1.Aは甲会社の代表取締役として自己のギャンブル資金にあてるためにBから金銭を借り入れており、Aのなした行為は、主観的には自己の利益を図るためのものである。しかし、代表権の範囲は取引の安全の確保の見地から客観的・抽象的に判断すべきであり、本問の借り入れ行為は、代表取締役の代表権の範囲内のものである(349条4項)。しかも、10万円程度の金銭の借り入れであれば「多額の借財」(362条4項2号)には該当せず、代表取締役の専決事項に属する。とすれば、Aは甲会社の代表取締役名義で権限の範囲に属する借入行為をなしているので、甲B間に金銭消費賃借契約が成立し、常にBは甲会社に対して資金の返還をできるかに思える。
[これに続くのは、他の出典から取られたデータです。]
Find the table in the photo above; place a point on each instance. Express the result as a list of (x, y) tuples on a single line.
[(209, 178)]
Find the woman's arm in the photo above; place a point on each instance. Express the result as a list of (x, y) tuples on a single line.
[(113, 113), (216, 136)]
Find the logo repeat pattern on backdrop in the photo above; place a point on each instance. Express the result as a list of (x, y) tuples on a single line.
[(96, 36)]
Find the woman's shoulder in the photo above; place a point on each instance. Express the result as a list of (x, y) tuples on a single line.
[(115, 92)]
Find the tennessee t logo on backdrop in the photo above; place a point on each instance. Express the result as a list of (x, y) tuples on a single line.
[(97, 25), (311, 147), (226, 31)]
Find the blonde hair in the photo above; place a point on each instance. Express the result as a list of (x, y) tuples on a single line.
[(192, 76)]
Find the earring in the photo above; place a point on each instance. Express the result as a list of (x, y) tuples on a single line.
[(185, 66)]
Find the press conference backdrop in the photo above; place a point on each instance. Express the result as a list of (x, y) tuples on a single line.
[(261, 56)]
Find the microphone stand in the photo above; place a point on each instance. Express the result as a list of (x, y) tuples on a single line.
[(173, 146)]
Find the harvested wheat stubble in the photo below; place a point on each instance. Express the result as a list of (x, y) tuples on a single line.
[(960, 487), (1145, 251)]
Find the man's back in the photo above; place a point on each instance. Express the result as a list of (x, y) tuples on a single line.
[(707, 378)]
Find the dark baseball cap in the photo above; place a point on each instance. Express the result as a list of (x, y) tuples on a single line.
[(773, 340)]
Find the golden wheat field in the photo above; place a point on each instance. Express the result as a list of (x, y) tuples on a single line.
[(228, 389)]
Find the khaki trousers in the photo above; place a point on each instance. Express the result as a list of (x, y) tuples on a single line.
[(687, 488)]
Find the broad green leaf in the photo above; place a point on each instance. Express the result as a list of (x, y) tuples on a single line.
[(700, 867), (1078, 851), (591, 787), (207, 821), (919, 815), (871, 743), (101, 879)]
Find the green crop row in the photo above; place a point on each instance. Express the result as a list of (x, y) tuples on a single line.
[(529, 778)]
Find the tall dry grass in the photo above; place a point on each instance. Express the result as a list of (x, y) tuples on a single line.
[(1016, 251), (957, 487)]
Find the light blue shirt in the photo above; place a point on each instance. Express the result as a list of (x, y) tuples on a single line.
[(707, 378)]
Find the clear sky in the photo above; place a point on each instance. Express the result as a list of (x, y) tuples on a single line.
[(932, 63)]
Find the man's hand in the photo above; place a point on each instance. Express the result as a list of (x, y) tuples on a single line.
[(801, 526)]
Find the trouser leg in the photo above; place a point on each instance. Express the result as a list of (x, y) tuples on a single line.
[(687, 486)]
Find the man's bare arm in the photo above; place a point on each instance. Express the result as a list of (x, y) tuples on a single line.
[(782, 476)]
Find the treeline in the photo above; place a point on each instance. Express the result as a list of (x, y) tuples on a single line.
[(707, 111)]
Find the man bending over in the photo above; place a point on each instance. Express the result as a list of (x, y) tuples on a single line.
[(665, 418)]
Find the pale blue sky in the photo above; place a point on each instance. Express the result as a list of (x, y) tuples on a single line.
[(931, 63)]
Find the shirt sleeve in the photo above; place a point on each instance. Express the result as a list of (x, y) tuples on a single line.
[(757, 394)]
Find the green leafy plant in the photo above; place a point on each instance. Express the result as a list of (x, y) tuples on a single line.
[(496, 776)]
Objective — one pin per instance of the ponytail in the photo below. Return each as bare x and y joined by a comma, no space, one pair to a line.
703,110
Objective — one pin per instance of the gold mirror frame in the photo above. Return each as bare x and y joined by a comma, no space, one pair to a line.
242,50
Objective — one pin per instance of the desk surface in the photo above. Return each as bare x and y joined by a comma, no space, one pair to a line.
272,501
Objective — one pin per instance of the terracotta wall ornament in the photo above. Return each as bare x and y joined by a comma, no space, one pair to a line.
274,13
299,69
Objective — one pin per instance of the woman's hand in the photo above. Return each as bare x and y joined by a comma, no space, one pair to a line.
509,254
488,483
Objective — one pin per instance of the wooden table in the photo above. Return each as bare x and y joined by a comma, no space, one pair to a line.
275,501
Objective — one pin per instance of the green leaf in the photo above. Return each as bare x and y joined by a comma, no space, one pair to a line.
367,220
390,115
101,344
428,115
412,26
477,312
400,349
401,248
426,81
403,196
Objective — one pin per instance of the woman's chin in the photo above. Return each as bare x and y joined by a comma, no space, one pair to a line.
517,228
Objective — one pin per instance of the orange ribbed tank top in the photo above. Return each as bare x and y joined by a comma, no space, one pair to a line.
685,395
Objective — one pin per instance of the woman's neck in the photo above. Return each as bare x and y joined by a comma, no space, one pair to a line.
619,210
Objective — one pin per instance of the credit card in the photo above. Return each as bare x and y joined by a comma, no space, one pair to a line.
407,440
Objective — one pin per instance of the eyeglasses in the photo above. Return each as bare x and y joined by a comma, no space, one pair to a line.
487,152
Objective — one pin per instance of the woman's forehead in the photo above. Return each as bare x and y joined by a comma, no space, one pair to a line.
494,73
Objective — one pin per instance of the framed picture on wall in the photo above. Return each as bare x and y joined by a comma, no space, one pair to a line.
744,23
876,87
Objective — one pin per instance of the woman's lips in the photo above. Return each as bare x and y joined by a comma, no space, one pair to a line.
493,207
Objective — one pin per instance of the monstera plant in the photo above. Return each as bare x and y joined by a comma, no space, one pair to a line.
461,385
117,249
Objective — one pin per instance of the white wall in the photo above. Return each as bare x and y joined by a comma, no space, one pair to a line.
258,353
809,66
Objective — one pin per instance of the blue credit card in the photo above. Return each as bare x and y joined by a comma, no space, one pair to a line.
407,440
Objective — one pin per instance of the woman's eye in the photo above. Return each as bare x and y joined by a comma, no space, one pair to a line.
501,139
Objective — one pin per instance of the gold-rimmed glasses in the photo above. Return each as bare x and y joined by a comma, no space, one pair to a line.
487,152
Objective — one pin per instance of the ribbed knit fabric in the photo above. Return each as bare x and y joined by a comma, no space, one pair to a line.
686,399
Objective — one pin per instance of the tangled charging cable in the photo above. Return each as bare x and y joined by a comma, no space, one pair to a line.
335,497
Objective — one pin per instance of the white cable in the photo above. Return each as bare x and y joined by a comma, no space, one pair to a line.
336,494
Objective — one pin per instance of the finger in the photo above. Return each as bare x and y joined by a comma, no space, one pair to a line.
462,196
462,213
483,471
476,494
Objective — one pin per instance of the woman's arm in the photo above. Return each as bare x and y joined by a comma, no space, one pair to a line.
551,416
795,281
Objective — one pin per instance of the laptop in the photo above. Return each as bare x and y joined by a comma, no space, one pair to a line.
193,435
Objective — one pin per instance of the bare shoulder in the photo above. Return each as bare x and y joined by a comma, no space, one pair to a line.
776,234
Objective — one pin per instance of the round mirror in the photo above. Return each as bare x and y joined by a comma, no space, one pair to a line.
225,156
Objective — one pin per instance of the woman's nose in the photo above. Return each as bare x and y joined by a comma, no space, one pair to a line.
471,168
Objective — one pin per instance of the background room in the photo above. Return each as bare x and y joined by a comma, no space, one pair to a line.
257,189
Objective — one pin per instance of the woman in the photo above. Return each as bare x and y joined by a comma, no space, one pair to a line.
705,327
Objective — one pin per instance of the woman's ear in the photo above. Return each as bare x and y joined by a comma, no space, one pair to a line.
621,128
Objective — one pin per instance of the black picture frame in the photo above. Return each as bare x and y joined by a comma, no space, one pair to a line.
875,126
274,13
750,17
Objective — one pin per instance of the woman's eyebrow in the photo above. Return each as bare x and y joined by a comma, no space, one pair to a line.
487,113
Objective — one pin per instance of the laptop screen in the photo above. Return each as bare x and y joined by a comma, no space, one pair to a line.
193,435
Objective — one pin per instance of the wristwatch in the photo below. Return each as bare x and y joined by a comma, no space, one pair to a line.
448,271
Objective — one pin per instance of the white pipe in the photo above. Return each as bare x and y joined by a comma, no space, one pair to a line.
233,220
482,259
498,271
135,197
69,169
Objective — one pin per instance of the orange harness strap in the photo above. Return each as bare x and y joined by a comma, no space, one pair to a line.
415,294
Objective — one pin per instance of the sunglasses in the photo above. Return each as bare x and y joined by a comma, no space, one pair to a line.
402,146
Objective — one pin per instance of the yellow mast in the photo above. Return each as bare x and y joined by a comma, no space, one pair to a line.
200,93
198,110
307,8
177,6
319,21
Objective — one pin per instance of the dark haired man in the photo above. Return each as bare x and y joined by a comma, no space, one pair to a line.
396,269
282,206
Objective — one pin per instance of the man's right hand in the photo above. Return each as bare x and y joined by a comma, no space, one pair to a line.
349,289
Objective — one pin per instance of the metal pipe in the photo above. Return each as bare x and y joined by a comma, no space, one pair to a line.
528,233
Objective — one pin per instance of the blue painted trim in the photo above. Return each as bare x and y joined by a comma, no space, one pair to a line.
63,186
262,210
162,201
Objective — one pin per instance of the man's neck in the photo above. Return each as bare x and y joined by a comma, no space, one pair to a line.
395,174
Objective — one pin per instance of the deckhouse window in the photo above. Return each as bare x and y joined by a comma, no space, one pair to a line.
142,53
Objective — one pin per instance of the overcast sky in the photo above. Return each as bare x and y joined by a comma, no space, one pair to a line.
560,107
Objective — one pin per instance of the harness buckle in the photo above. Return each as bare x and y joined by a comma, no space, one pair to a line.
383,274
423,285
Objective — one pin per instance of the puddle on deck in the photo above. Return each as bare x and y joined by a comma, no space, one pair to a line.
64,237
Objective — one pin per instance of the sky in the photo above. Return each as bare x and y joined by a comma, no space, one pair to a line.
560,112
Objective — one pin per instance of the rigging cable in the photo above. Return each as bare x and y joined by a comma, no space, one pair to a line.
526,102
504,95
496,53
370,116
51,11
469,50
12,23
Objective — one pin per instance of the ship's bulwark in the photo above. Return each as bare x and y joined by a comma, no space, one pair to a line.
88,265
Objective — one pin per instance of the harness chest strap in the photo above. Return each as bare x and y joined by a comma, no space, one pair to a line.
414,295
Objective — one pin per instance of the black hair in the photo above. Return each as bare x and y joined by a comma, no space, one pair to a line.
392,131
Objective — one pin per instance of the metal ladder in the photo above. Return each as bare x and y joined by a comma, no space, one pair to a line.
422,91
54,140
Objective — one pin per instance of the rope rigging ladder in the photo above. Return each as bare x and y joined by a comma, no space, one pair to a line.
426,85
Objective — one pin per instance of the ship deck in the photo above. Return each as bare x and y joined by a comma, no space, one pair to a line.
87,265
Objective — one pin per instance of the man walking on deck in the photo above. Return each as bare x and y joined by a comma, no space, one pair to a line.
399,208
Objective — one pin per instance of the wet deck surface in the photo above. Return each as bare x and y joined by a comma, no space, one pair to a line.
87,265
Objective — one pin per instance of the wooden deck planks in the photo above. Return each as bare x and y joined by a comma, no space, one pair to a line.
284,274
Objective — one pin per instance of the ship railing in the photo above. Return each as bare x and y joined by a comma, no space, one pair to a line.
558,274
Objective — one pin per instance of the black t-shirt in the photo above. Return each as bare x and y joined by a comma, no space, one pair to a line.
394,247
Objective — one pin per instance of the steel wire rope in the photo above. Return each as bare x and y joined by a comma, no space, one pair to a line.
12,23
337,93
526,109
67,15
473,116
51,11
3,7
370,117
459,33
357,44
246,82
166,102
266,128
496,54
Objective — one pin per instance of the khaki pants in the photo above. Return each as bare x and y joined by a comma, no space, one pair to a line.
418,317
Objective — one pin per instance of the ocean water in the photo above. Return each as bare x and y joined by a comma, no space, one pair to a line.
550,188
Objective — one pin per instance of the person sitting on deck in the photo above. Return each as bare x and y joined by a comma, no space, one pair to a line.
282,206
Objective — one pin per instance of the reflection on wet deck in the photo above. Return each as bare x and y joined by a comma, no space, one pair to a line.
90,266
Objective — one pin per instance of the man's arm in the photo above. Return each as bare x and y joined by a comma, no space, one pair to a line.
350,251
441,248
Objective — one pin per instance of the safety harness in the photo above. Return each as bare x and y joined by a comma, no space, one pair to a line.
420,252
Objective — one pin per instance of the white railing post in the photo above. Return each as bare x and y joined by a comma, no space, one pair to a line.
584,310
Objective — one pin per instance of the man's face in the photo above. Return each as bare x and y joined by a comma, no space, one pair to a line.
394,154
しかし、相手方BがAの権限濫用の意図を知る場合にまで、甲会社に対して貸金の返還を請求できるとするのは妥当でない。そこでかかる結論を導くための理論構成が問題となる。

2.この点、判例は、心裡留保に関する民法93条ただし書を類推適用することにより、解決を図る。しかし、代表権の濫用の場合には、心裡留保の場合のように行為の法律効果について表示と真意の間に不一致があるわけではないので妥当ではない。
 思うに、権限濫用をするような代表取締役を選任した以上、そのリスクは会社が負担すべきであり、利益衡量上相手方が悪意の場合のみ債務の履行を主張を拒絶し得るとすれば足りる。そこで、悪意の相手方が権利を主張するのは信義違反ないし権利濫用であり(民1条2項3項)、会社は、債務の履行を拒絶できると考える。

3.したがって、本問では、甲B間に金銭消費賃借契約が有効に成立し、原則として、Bは甲会社に対して貸金10万円の返還を請求できることになる。ただし、
Aがギャンブル資金にあてるために10万円を借り入れたことをBが知っていた場合には、甲会社はBに対して、貸金の返還を拒絶できる。したがって、その場合、Bは甲会社から貸金の返還を請求できないことになる。